Madeleine Duncan Brown (July 5, 1925 – June 22, 2002) was born Madeleine Frances Duncan in Dallas, Texas. She was a businesswoman who worked for Glenn Advertising in Dallas. She is noted for her claim to have been the mistress of U.S. President Lyndon Johnson and for implicating Johnson in a conspiracy to kill President John F. Kennedy. Brown said that she met Johnson in 1948, following the death of her husband James Glynn Brown. She went public with the claim of a relationship with Johnson in 1997 — a relationship that was considered "an open secret" in Texas. She also said that her son, Steven Mark Brown, was fathered by Johnson. Steven Brown was born December 27, 1950, and died September 28, 1990. On June 1, 1987 Steven Brown filed a $10.5 million lawsuit against the former president's widow, Lady Bird claiming, "My legal birthrights have been violated and a conspiracy was formed to deprive me of my legal heir-ship." Steven Brown died before the case could be settled.

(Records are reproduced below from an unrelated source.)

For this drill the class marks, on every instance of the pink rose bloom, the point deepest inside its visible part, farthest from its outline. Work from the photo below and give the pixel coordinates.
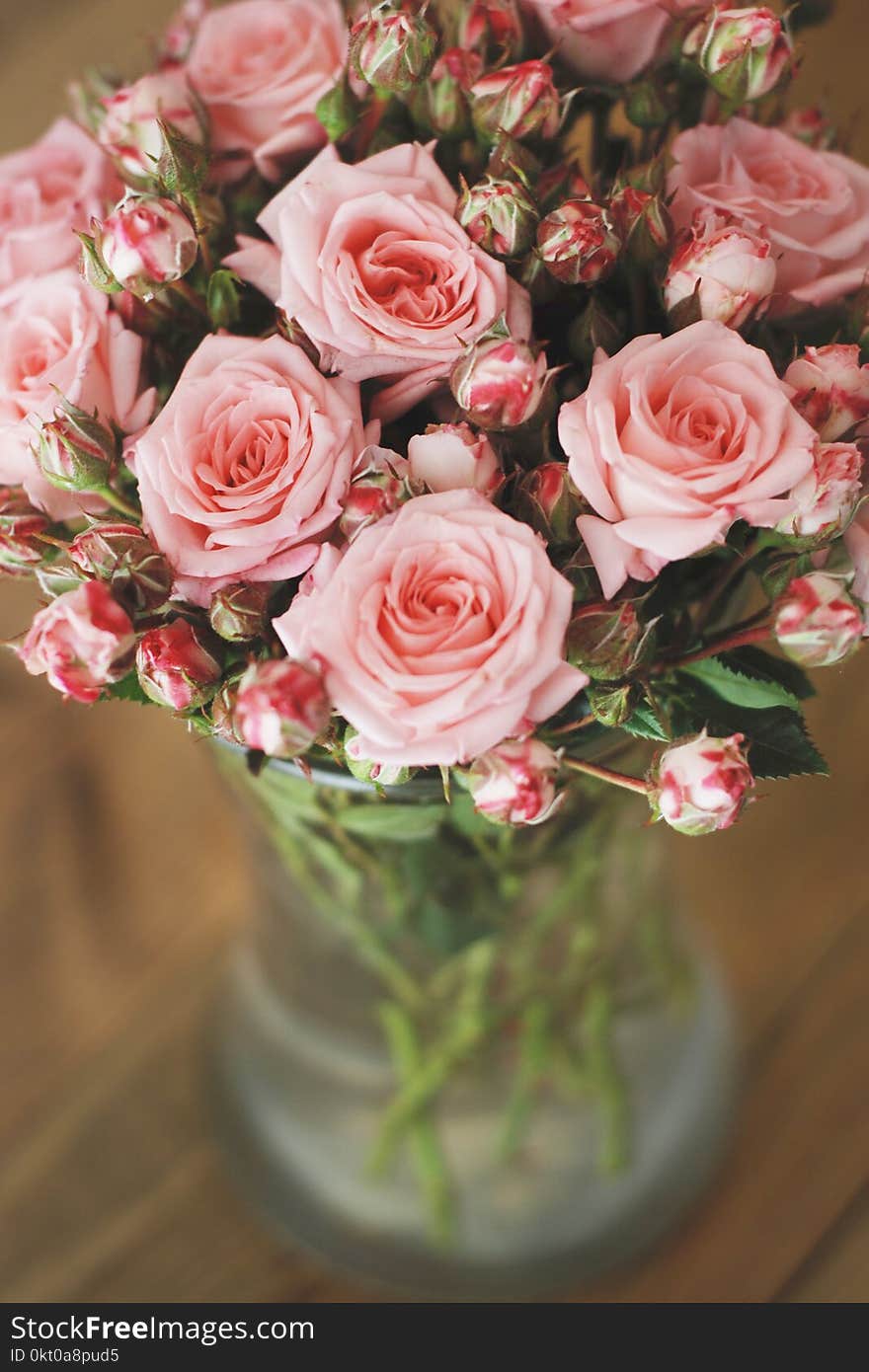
(59, 335)
(83, 641)
(672, 440)
(45, 192)
(439, 633)
(260, 67)
(812, 206)
(375, 269)
(245, 470)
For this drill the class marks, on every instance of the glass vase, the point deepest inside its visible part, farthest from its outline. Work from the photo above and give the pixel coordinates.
(461, 1059)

In the documentary The Men Who Killed Kennedy, Madeleine Brown and May Newman (an employee of Texas oilman Clint Murchison) both placed FBI director J. Edgar Hoover at a social gathering at Murchison's mansion on November 21, 1963 — the night before the assassination of President Kennedy. Also in attendance, according to Brown, were John McCloy, Richard Nixon, George Brown, R. L. Thornton, and H. L. Hunt. At the end of the evening, the sitting Vice President of the United States Lyndon Johnson arrived at the gathering. Brown gave this account:

Tension filled the room upon arrival. The group immediately went behind closed doors. A short time later Lyndon, anxious and red-faced, reappeared. I knew how secretly Lyndon operated. Therefore I said nothing ... not even that I was happy to see him. Squeezing my hand so hard, it felt crushed from the pressure, he spoke with a grating whisper, a quiet growl, into my ear, not a love message, but one I'll always remember: "After tomorrow those goddamn Kennedys will never embarrass me again — that's no threat — that's a promise."

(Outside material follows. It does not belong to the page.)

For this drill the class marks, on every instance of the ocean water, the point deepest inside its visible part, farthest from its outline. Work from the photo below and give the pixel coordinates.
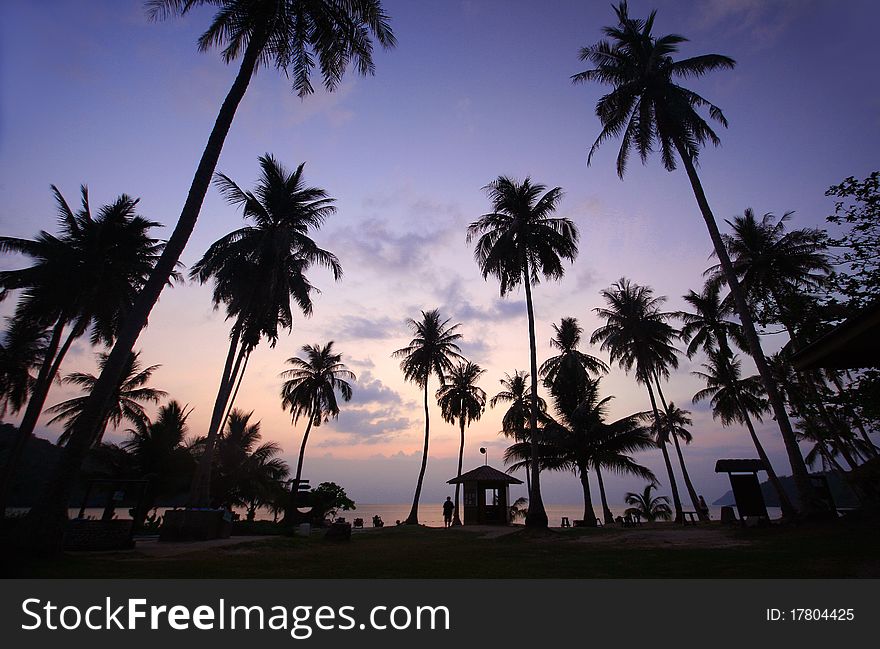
(430, 514)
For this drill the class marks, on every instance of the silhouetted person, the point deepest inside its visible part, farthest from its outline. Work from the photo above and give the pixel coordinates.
(448, 508)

Brown also claimed to have seen Lee Harvey Oswald with Jack Ruby in the latter's Carousel Club prior to the assassination. In addition, Brown said that on New Year's Eve 1963, Johnson confirmed the conspiracy to kill Kennedy, insisting that "Texas oil and those fucking renegade intelligence bastards in Washington" had been responsible. Brown said that the plan to kill the President had its origins in the 1960 Democratic Convention, at which John F. Kennedy was nominated presidential candidate with Johnson as his running mate, where H.L. Hunt, an American oil tycoon, and Lyndon Johnson began to hatch the assassination plot:

When they met in California Joe Kennedy, John Kennedy's father, and H.L. Hunt met three days prior to the election — they finally cut a deal according to John Currington (an aide to H.L. Hunt) and H.L. finally agreed that Lyndon would go as the vice president ... this came from the horse's mouth way back in 1960 — when H.L. came back to Dallas I was walking ... with him ... and he made the remark, "We may have lost a battle but we're going to win a war," and then the day of the assassination he said, "Well, we won the war."

Madeleine Brown died on June 22, 2002. Social Security records show the spelling of her name as Madeline F. Brown, and that she died in Dallas, Dallas County, Texas.